Back home in Maine our economy sputtered along more feebly than the Nation’s, engendering a headline from one of our leading newspapers that read “20 years of plans for Maine’s economy, but where’s the progress?”. One of the fundamentals of that progress is making Maine “an education state”.  We have at least one distinctive plus on which to build the Education State:  The Alfond Scholarship, unique among the fifty states, this scholarship provides a $500 education account for every baby born in Maine.  Think about it: “Come to Maine and your children will get a head start on their education.” See Sally or me for details of your relocation.

Other big news this year was the 150th anniversary of the Battle of Gettysburg, the bloodiest battle of the Civil War, and one that marked the beginning of the end for the Confederacy.  We had never been to Gettysburg, so this Spring, thanks to our good friend Kevin Sharer, we got the grand tour of the battlefield from one of the senior National Park Service historians.

The Gettysburg National Military Park is one of our national treasures.  It is preserved to look just as it did in 1863.  The battlefield covers a large but accessible area, running from the town itself south along Cemetery Ridge, the heart of the Union Center, to Little Round Top at the far left of the Union line.  Little Round Top was the scene of some of the fiercest fighting – held gallantly by the 20th Maine led by Joshua Chamberlin.  Chamberlin and another member of the regiment won Medals of Honor for their work that day.

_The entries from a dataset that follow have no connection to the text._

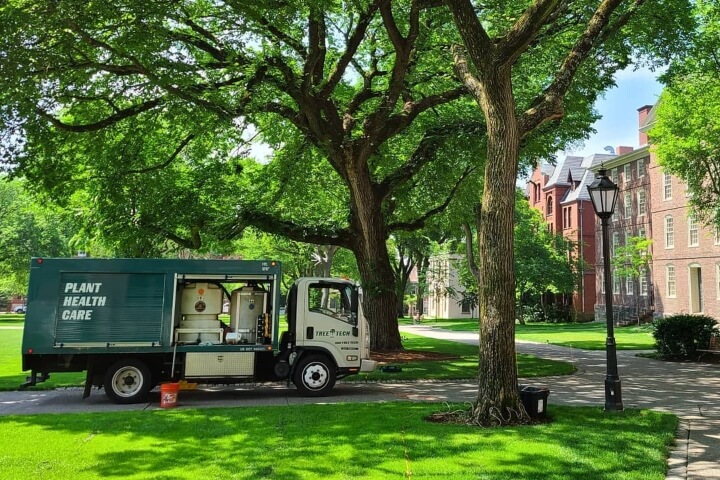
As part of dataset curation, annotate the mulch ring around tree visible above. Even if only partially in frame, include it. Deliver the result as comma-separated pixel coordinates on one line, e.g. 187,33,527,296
370,350,460,364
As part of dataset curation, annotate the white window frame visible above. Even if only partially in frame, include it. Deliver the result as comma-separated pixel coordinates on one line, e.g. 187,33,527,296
638,190,647,217
688,215,700,247
638,267,648,297
623,192,632,218
637,158,645,178
610,232,620,257
663,173,672,200
665,264,677,298
663,215,675,249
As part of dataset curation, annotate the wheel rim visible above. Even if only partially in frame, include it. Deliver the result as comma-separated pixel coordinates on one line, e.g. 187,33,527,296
112,367,144,397
303,363,329,390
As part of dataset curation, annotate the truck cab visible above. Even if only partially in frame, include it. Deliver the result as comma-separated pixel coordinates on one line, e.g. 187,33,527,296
22,258,375,403
281,278,376,395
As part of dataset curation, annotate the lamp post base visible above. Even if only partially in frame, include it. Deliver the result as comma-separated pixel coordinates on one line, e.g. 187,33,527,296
605,378,624,412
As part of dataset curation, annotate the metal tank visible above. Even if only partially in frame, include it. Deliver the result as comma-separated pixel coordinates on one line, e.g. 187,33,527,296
230,285,267,343
177,282,223,343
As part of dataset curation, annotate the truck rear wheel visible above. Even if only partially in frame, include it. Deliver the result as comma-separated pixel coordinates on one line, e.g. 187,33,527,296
104,358,152,403
293,355,335,397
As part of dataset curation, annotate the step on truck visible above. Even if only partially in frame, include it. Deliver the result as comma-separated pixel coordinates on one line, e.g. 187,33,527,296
22,258,375,403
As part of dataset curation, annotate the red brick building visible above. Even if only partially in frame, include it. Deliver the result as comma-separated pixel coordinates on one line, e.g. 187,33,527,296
527,154,615,320
593,105,720,321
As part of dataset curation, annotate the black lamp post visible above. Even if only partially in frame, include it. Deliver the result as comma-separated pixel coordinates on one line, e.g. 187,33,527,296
587,168,623,411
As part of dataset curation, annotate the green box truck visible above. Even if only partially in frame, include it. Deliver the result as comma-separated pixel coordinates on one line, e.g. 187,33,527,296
22,258,375,403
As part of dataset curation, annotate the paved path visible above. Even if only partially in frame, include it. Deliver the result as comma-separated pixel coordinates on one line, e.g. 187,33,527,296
402,325,720,480
0,325,720,480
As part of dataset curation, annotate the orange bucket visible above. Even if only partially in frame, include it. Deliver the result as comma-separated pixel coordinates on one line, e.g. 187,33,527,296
160,383,180,408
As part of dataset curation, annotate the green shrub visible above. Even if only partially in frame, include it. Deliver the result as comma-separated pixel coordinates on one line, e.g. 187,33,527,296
652,314,717,360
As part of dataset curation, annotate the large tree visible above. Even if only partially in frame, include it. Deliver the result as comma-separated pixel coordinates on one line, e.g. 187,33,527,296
0,0,477,349
445,0,690,424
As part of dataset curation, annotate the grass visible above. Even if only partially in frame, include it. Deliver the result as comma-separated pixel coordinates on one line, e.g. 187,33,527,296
410,319,655,350
0,402,677,480
0,329,574,391
348,333,575,380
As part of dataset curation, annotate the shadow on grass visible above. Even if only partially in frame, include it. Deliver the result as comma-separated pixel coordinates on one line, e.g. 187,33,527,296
0,403,677,480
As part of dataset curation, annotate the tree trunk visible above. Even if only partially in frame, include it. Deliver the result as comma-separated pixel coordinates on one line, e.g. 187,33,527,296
415,255,430,315
347,159,402,351
472,69,528,425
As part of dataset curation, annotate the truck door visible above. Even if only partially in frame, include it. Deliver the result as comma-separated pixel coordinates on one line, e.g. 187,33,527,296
297,280,361,368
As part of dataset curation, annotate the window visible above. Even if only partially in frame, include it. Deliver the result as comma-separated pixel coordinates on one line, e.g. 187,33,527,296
688,215,700,247
665,215,675,248
624,193,632,218
663,173,672,200
613,268,621,295
665,265,676,298
638,158,645,178
638,267,647,297
610,232,620,257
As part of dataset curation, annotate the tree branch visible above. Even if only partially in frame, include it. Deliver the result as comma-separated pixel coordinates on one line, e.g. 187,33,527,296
222,210,352,249
376,122,484,199
497,0,561,64
388,167,477,232
519,0,632,136
320,0,381,98
35,99,161,133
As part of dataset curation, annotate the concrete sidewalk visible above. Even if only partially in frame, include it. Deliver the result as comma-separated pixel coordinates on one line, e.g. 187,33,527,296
401,325,720,480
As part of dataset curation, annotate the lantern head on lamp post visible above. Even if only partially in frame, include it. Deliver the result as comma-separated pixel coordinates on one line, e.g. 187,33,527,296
587,168,623,411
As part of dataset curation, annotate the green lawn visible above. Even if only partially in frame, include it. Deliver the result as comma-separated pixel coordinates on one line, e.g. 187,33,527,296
0,329,574,390
414,319,655,350
0,399,677,480
348,333,574,380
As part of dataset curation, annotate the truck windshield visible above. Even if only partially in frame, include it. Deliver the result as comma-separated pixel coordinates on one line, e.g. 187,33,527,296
308,282,357,325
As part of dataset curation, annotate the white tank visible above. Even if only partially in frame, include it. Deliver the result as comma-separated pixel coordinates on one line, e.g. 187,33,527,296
178,282,222,343
230,286,267,343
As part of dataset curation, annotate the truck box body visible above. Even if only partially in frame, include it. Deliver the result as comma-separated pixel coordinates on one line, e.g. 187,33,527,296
22,258,374,403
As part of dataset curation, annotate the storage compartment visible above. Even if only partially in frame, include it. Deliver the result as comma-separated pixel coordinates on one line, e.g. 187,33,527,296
177,282,223,344
230,286,267,343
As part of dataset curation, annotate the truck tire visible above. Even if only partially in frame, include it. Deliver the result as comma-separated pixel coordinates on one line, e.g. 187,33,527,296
293,354,335,397
104,358,152,404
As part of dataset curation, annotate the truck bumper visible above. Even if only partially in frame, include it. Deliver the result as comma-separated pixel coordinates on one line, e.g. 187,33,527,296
360,358,377,372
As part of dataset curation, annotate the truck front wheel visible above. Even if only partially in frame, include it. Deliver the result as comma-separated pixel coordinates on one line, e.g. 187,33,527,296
293,355,335,397
104,359,152,403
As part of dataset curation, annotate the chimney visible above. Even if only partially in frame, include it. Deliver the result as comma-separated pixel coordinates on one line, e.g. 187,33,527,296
638,105,653,146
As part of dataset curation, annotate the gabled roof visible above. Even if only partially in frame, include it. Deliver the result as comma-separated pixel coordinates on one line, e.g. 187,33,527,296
560,153,617,203
640,103,657,132
545,156,582,188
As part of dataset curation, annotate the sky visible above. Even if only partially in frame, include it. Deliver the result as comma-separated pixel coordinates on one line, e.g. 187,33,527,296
560,68,662,157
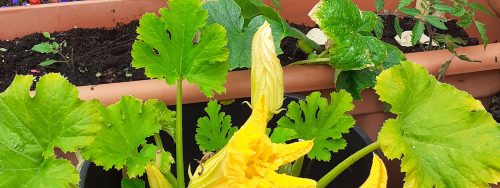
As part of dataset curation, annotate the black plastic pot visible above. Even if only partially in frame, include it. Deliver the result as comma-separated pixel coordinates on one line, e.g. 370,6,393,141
80,95,372,188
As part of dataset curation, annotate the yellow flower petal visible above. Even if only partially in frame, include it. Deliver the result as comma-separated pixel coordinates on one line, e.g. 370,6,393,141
189,96,316,188
251,21,285,119
360,153,387,188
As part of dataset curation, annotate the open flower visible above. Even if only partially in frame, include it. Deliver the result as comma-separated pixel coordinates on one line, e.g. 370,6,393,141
251,21,285,119
189,96,316,188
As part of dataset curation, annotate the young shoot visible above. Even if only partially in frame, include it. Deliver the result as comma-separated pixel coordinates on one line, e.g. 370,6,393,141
31,32,73,67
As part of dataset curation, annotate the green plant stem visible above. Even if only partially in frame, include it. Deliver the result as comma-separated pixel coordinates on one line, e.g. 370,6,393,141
290,58,330,65
154,133,163,150
175,79,186,188
165,172,177,187
154,133,164,169
291,156,304,177
317,142,380,188
425,23,434,51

Given the visit and the anniversary, it is no surprise that my book recommendations this year are about Gettysburg.  Gettysburg, the Last Invasion by Allen C. Guelzo is the “official” commemorative history.  It is tidy and well-researched.  However, Guelzo raised the ire of this Mainer by playing down the efforts of Joshua Chamberlin and the 20th Maine.  To him the real hero of Gettysburg was General Winfield Scott Hancock.  Hancock was in charge of the Union Center and repeatedly shifted troops to fill the gaps in the Union line that threatened to give the Confederates victory on the fateful record day.  As Guelzo puts it “Win Hancock had his best day as a general when his country needed it most.”.

The other Gettysburg book, a gift from our friend Dennis Blair, is Searching for George Gordon Meade:  the Forgotten Victor of Gettysburg, by Tom Huntington.  General Meade was given command of the army of the Potomac just three days before the battle.  His forces dealt Robert E. Lee an enormous loss – after an unbroken string of Confederate victories in 1862.  Nonetheless Meade gets little credit.  This is partly because, in Lincoln’s view, Meade failed to follow-up after Gettysburg when Lee’s army was vulnerable.  In addition, Meade had a dour personality and a volcanic temper – not the endearing character of his opponent Robert E. Lee.

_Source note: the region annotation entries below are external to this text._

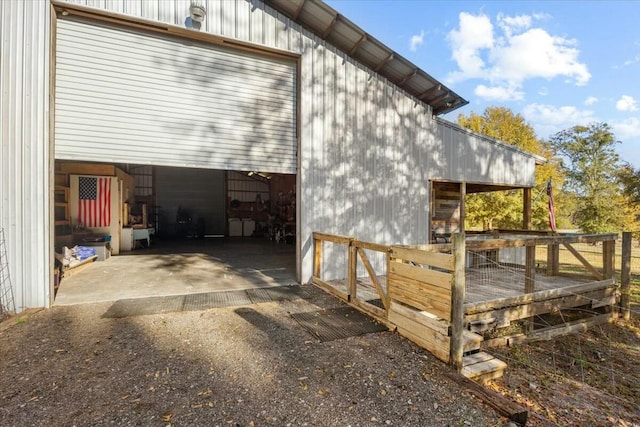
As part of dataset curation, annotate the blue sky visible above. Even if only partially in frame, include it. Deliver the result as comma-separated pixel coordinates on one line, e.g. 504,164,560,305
325,0,640,168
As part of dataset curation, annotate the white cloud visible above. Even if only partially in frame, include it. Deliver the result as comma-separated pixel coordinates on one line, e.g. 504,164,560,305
522,104,596,138
584,96,598,105
409,30,424,52
474,85,524,101
616,95,638,111
610,117,640,139
447,12,591,99
497,13,531,37
448,12,493,80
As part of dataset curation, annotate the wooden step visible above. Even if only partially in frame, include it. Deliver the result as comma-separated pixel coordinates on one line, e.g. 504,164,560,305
460,351,507,382
462,329,484,353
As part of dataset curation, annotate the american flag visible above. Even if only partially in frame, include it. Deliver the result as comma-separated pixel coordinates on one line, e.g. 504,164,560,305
78,176,111,227
547,178,556,232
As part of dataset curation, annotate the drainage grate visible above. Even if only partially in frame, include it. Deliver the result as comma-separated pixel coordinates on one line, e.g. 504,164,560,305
183,291,251,311
291,307,387,342
103,285,311,318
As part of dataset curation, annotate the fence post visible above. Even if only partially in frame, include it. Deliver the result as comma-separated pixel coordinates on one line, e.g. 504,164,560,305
524,246,536,294
620,231,631,320
449,233,465,372
347,239,358,301
602,240,616,279
313,238,322,279
547,243,560,276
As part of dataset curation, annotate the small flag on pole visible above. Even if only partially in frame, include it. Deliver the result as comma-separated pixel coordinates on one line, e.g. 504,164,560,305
547,178,556,232
78,176,111,227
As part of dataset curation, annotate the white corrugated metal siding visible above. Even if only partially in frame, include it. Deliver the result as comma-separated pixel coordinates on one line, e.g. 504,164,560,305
55,19,297,174
0,0,51,311
2,0,533,305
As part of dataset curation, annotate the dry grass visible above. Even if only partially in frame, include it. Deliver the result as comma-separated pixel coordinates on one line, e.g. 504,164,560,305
492,242,640,426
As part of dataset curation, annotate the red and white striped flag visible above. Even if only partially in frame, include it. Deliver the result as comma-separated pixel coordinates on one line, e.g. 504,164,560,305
547,178,556,232
78,176,111,227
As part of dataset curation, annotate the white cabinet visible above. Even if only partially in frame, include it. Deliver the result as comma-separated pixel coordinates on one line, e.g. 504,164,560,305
120,228,133,252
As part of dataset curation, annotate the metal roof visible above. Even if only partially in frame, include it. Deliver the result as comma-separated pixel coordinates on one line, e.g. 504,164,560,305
265,0,469,115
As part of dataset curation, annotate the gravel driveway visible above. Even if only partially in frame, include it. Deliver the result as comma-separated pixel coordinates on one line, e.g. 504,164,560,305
0,287,505,426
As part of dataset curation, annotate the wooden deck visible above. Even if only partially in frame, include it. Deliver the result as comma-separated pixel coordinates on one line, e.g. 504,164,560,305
320,268,589,304
312,233,618,381
464,267,589,304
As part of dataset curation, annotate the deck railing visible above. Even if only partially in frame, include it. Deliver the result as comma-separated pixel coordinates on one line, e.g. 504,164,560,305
312,231,617,369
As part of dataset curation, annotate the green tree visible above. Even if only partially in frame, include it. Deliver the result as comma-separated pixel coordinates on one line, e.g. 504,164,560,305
550,123,627,233
458,107,566,230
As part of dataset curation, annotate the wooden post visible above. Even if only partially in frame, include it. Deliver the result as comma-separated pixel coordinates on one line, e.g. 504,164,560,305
313,239,322,279
602,240,616,279
524,246,536,294
547,244,560,276
620,231,631,320
347,239,358,301
458,182,467,233
449,233,466,372
522,188,531,230
524,246,536,333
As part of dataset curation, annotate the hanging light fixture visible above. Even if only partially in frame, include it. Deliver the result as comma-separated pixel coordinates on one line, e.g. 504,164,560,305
189,2,207,22
184,1,207,31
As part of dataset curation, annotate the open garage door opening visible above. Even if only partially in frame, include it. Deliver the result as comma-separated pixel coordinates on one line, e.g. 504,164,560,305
54,161,297,304
52,10,300,304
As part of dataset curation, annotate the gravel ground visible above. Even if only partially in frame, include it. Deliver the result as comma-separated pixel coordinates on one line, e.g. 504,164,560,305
0,287,506,426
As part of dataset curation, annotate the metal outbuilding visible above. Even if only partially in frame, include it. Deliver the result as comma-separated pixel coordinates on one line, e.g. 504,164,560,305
0,0,539,310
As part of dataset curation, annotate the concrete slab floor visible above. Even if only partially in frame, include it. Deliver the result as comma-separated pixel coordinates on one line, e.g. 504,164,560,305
54,238,297,305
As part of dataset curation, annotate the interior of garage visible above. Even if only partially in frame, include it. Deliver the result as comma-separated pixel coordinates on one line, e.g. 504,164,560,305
53,160,296,304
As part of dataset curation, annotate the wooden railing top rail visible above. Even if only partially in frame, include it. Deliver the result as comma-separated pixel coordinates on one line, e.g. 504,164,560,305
465,233,618,249
393,243,452,252
352,240,391,252
313,231,355,245
313,231,391,252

The biggest global news of 2013 was the retirement in November of the legendary Indian cricketer Sachin Tendulkar. The 40 year old Tendulkar, known as the “Little Master”, retired after his 200th test match.  No other cricketer comes close to his record:  most test wins, most one-day international runs, most international centuries scored and most international matches played.  Tendulkar led India’s resurgence in world cricket – perfect for a country that is mad about cricket.

For 2014 may your joys be many, may your challenges be character building, and don’t forget rule 5. Note: Rule 5 is “Get plenty of sleep”.